So there's now a documented workaround to use ARM in Azure Automation, and it's also well documented how to authenticate to ARM using a Service Principal. But even after following these steps I still cannot get the combination of those to work. Running my runbook in Automation with a Service Principal always gives the following error:
New-AzureTag : Your Azure credentials have not been set up or have expired, please run Add-AzureAccount to set up your
Azure credentials.
At Add-SubscriptionTags:48 char:48
+
+ CategoryInfo : CloseError: (:) [New-AzureTag], ArgumentException
+ FullyQualifiedErrorId : Microsoft.Azure.Commands.Tags.Tag.NewAzureTagCommand
Add-AzureAccount
and Select-AzureSubscription
both execute fine, but when I call any cmdlet to actually do something I get the above error.
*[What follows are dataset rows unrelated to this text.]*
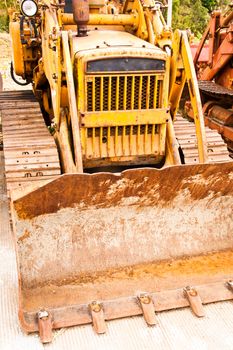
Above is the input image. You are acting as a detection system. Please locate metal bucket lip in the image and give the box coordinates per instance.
[12,162,233,219]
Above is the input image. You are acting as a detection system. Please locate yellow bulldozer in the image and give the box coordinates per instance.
[0,0,233,343]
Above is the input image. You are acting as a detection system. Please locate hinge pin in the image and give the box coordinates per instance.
[138,294,158,326]
[89,301,107,334]
[184,286,205,317]
[37,310,53,343]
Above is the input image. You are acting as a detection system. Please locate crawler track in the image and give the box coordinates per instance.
[174,116,230,164]
[0,91,60,191]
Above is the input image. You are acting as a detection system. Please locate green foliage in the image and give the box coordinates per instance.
[172,0,209,38]
[201,0,229,12]
[0,0,18,32]
[201,0,218,12]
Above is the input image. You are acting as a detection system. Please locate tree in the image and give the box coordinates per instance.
[173,0,209,38]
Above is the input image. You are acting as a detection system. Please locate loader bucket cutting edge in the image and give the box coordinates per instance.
[11,162,233,332]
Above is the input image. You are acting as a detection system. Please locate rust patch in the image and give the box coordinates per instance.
[18,229,30,242]
[13,162,233,219]
[22,250,233,311]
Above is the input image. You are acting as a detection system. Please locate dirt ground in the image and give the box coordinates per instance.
[0,33,30,90]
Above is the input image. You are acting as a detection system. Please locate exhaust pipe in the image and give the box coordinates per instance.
[72,0,89,36]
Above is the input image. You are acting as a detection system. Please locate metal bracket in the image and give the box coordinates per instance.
[184,286,205,317]
[138,294,158,326]
[89,301,107,334]
[37,310,53,343]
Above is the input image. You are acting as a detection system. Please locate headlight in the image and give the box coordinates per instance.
[20,0,38,17]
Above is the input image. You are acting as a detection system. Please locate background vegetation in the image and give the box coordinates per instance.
[0,0,230,38]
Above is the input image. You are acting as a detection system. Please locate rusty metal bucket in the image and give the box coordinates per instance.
[12,162,233,341]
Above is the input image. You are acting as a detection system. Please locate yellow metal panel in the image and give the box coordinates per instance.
[82,108,169,127]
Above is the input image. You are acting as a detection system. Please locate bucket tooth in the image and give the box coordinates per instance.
[138,293,158,326]
[184,286,205,317]
[37,310,53,343]
[89,301,107,334]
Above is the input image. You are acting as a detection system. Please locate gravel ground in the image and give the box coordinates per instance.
[0,33,30,90]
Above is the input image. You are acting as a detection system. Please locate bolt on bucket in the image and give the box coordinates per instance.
[11,162,233,338]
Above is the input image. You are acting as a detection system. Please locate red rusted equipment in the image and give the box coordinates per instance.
[189,4,233,153]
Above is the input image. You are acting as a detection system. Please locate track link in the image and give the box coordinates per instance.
[174,115,231,164]
[0,90,61,191]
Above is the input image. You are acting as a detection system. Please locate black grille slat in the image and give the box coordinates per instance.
[86,75,162,112]
[87,124,158,138]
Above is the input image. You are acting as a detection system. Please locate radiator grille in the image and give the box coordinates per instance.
[86,75,162,112]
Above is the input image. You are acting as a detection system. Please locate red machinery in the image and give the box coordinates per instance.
[186,3,233,155]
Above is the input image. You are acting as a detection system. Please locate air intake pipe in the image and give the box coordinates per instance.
[72,0,89,36]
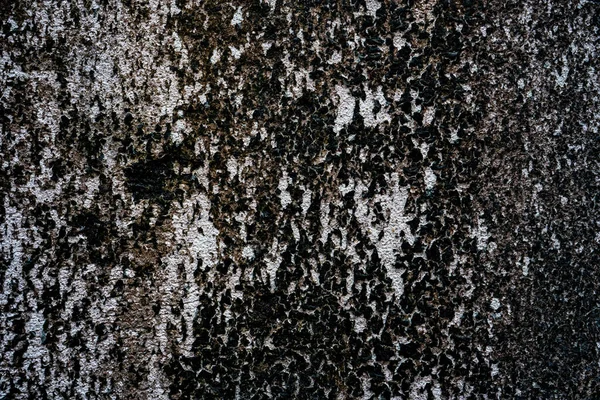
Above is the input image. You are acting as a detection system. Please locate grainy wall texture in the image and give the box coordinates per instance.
[0,0,600,399]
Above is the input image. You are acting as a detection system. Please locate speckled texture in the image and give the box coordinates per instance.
[0,0,600,399]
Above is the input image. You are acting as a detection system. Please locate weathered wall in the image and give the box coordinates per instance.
[0,0,600,399]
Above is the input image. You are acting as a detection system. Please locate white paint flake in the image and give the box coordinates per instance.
[333,85,355,133]
[425,167,437,190]
[231,7,244,26]
[277,172,292,209]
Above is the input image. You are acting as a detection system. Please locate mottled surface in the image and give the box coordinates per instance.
[0,0,600,399]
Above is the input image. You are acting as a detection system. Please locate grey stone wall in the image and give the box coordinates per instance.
[0,0,600,399]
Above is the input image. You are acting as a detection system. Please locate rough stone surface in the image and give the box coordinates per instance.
[0,0,600,399]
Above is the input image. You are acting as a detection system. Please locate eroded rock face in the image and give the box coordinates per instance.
[0,0,600,399]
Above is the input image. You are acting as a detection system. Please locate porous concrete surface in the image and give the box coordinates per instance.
[0,0,600,399]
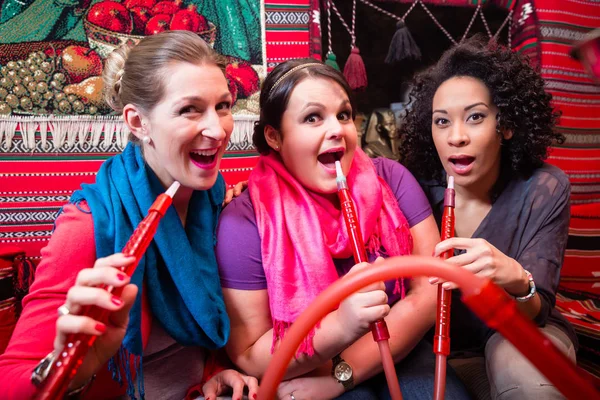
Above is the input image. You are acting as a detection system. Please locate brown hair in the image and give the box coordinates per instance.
[252,58,356,155]
[102,31,226,138]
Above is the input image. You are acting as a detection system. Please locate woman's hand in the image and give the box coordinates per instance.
[277,375,344,400]
[54,253,138,388]
[429,238,529,296]
[335,257,390,342]
[202,369,258,400]
[223,181,248,207]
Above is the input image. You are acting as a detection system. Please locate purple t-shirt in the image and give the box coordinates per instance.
[216,158,431,304]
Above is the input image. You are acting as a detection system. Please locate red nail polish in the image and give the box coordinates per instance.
[110,296,123,306]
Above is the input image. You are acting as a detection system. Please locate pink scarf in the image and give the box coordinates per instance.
[249,148,412,356]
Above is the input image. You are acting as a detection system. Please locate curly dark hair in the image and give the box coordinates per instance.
[400,37,565,180]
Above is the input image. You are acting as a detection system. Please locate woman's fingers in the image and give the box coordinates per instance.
[75,267,129,287]
[109,283,138,329]
[65,286,123,314]
[362,304,390,323]
[433,237,476,257]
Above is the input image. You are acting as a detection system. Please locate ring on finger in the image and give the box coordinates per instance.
[58,304,71,317]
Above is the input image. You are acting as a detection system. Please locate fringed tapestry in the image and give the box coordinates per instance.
[0,0,320,259]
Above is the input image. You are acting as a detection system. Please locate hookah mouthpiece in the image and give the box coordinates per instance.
[165,181,181,198]
[444,175,454,207]
[335,161,348,190]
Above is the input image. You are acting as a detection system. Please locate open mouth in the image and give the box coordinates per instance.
[190,147,219,168]
[317,149,344,170]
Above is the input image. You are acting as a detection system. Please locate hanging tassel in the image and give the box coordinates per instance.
[385,21,421,64]
[325,52,340,71]
[344,47,367,90]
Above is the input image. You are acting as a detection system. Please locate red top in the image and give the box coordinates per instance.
[0,202,223,399]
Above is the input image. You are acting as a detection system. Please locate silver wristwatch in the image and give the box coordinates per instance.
[513,269,536,303]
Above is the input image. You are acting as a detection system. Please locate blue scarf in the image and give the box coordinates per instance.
[70,143,229,398]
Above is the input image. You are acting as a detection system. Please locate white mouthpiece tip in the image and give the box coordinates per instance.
[335,161,344,176]
[165,181,181,198]
[448,175,454,189]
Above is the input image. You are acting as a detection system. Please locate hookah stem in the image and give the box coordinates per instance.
[433,176,455,400]
[335,161,402,400]
[34,182,179,400]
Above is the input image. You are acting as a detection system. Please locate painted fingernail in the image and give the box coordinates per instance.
[110,296,123,306]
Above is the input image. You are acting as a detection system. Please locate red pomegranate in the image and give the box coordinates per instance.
[123,0,156,10]
[87,0,133,33]
[225,61,260,98]
[170,5,208,32]
[152,0,182,15]
[131,7,152,35]
[144,14,171,35]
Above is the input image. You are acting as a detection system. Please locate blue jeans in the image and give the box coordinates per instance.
[338,340,470,400]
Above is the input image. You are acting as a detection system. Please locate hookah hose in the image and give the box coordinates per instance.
[34,182,179,400]
[335,161,402,400]
[433,176,455,400]
[258,256,600,400]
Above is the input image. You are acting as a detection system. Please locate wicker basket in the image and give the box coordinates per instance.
[83,20,217,58]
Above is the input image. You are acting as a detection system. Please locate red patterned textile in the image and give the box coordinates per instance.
[528,0,600,377]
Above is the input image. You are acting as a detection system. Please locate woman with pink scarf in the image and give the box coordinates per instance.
[217,59,468,400]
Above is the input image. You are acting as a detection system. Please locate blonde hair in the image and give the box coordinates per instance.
[102,31,227,122]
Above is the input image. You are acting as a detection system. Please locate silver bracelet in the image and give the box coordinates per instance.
[513,269,537,303]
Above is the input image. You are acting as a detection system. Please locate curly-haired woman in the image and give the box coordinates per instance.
[402,39,576,399]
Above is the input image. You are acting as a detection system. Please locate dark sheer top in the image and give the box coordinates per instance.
[421,164,577,356]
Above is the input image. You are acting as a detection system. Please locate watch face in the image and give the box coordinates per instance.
[335,361,352,382]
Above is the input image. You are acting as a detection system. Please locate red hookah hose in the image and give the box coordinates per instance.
[336,161,402,400]
[433,176,455,400]
[258,256,600,400]
[34,182,179,400]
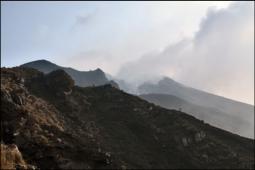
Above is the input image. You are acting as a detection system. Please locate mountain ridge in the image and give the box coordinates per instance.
[1,67,254,169]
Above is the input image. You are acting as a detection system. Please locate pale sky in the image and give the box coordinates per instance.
[1,1,254,104]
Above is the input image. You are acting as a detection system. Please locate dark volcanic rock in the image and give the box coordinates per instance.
[1,68,254,169]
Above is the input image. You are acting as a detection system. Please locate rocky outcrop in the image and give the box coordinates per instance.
[1,68,254,169]
[0,143,36,170]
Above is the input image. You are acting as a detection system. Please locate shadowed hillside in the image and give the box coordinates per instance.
[139,78,254,138]
[1,67,254,169]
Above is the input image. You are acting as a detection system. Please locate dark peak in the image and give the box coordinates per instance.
[158,76,181,85]
[95,68,103,73]
[21,59,57,67]
[46,69,74,92]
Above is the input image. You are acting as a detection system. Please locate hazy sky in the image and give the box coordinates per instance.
[1,1,254,104]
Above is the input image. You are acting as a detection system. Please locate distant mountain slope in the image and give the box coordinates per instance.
[1,68,254,169]
[140,94,254,138]
[139,78,254,137]
[21,60,118,87]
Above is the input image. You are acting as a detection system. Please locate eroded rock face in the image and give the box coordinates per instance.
[1,68,254,169]
[45,70,74,95]
[0,144,36,169]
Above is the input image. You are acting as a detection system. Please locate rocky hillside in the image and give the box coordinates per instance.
[139,77,254,139]
[1,67,254,169]
[21,60,118,87]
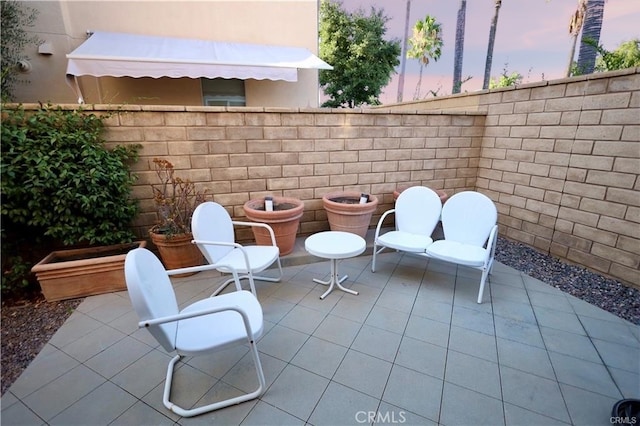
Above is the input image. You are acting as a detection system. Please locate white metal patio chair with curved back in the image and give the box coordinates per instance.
[188,201,282,297]
[124,248,265,417]
[427,191,498,303]
[371,186,442,272]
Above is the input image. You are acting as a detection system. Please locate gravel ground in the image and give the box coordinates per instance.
[2,238,640,395]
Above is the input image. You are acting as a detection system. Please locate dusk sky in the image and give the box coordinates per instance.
[342,0,640,103]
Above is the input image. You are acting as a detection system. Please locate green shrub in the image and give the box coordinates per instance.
[0,106,139,245]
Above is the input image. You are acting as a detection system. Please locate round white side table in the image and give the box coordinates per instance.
[304,231,367,299]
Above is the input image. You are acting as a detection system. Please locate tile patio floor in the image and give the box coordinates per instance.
[2,233,640,426]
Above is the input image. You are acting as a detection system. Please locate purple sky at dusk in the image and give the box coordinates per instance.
[341,0,640,103]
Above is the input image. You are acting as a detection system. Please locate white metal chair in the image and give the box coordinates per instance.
[371,186,442,272]
[186,201,282,297]
[124,248,265,417]
[427,191,498,303]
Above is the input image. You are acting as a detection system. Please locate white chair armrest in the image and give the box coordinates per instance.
[487,225,498,263]
[167,264,222,276]
[138,306,252,337]
[231,220,276,246]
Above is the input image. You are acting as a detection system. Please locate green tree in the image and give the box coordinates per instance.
[407,15,443,99]
[489,64,523,89]
[320,0,400,108]
[587,38,640,72]
[0,0,39,102]
[578,0,605,74]
[482,0,502,89]
[566,0,587,77]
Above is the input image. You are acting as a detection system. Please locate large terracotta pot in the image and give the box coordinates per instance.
[31,241,146,302]
[243,197,304,256]
[149,232,204,277]
[322,191,378,238]
[393,186,449,204]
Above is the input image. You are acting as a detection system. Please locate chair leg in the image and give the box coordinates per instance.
[371,243,378,272]
[371,242,386,272]
[162,340,266,417]
[478,267,490,303]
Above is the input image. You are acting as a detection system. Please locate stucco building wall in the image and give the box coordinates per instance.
[15,0,319,107]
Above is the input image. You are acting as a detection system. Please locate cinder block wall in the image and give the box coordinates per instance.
[382,69,640,286]
[13,69,640,287]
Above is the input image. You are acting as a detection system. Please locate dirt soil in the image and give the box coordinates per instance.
[1,295,83,395]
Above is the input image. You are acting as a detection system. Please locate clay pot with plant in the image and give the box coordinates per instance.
[322,191,378,238]
[149,158,205,276]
My runbook works when I use a regular AAD org account, so I don't think it's an Automation/ARM issue.
Running my workflow on my PC with the service principal also works, so I think my service principal is set up correctly.
Has anyone successfully implemented this scenario?
This is due to a bug in Azure PowerShell. It has been identified and there is a work item to fix it. I will add the GitHub issue if I'm able to find it.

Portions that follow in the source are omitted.